25/04/2012, 07:10:40 AM

by Atul Hatwal

Why does Jeremy Hunt still have a job? His holding statement last night was so full of holes it could be used to sieve the peas.

Hunt’s words were carefully chosen, and as ever when politicians’ parse, it is what is not explicitly ruled out that counts:  “some of the evidence reported meetings and conversations that simply didn’t happen “.

So, some of the meetings and conversations did happen.

That’s enough. A cursory reading of the e-mails suggests that for Hunt to survive, Frédéric Michel would have had to have been a complete fantasist. Jeremy Hunt has already said he is not.

The depth of trouble in which Hunt finds himself can be gauged by the way the Leveson cache of e-mails is being reported: almost always with a prefix such as “devastating”, in the same way Andrew Lansley is normally “gaffe-prone” or “under pressure”.
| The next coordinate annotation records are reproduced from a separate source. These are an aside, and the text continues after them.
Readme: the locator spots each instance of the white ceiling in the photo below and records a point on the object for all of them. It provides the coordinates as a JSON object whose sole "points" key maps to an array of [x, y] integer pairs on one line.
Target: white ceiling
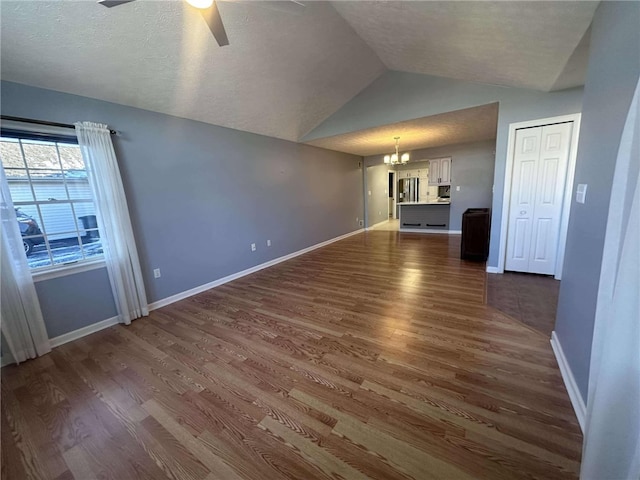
{"points": [[519, 44], [462, 126], [283, 73]]}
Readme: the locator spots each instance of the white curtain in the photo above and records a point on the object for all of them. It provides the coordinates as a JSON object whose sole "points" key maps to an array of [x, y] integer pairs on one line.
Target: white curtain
{"points": [[113, 219], [612, 432], [20, 316]]}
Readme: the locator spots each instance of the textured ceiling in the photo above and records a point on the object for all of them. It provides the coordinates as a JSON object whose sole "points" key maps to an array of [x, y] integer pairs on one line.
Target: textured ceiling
{"points": [[287, 68], [282, 74], [518, 43], [462, 126]]}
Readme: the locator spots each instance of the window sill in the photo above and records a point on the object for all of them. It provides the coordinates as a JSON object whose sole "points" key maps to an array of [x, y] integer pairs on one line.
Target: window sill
{"points": [[64, 270]]}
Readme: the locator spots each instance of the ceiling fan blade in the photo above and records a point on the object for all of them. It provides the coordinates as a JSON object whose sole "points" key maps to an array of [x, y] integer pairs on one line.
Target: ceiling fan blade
{"points": [[293, 7], [214, 20], [114, 3]]}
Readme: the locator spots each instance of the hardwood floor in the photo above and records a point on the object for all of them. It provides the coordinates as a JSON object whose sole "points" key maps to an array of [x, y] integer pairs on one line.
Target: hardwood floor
{"points": [[530, 298], [374, 357]]}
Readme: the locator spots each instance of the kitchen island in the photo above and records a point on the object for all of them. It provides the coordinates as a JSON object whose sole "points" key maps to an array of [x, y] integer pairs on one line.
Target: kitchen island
{"points": [[425, 217]]}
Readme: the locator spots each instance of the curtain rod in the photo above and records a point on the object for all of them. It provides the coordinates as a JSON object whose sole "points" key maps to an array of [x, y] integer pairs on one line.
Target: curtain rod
{"points": [[43, 122]]}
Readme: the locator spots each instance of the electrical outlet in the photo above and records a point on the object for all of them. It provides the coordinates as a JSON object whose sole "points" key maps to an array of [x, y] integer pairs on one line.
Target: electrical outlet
{"points": [[581, 193]]}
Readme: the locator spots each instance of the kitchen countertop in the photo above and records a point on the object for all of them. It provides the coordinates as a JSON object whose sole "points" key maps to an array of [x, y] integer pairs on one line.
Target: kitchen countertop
{"points": [[425, 203]]}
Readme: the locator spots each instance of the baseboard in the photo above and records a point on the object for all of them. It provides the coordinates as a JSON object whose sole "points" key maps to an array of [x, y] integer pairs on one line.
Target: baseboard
{"points": [[569, 381], [4, 361], [376, 225], [427, 230], [82, 332], [221, 281]]}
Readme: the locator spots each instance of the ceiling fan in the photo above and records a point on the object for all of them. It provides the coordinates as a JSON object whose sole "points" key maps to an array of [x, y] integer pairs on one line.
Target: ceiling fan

Naturally, Jeremy Hunt thinks he can ride out the storm. After spending the best part of the past two decades scrambling to climb the greasy political pole (so to speak), he and his advisers will desperately be looking for a way through the minefield. It’s an understandable human reaction.

But what makes less sense is the response from Number 10.

Quite apart from the substance of the issue and the appalling privileged influence that the Murdochs clearly enjoyed, there is something potentially even more damaging in the Downing street reaction, certainly in the medium term: their failure of political judgement.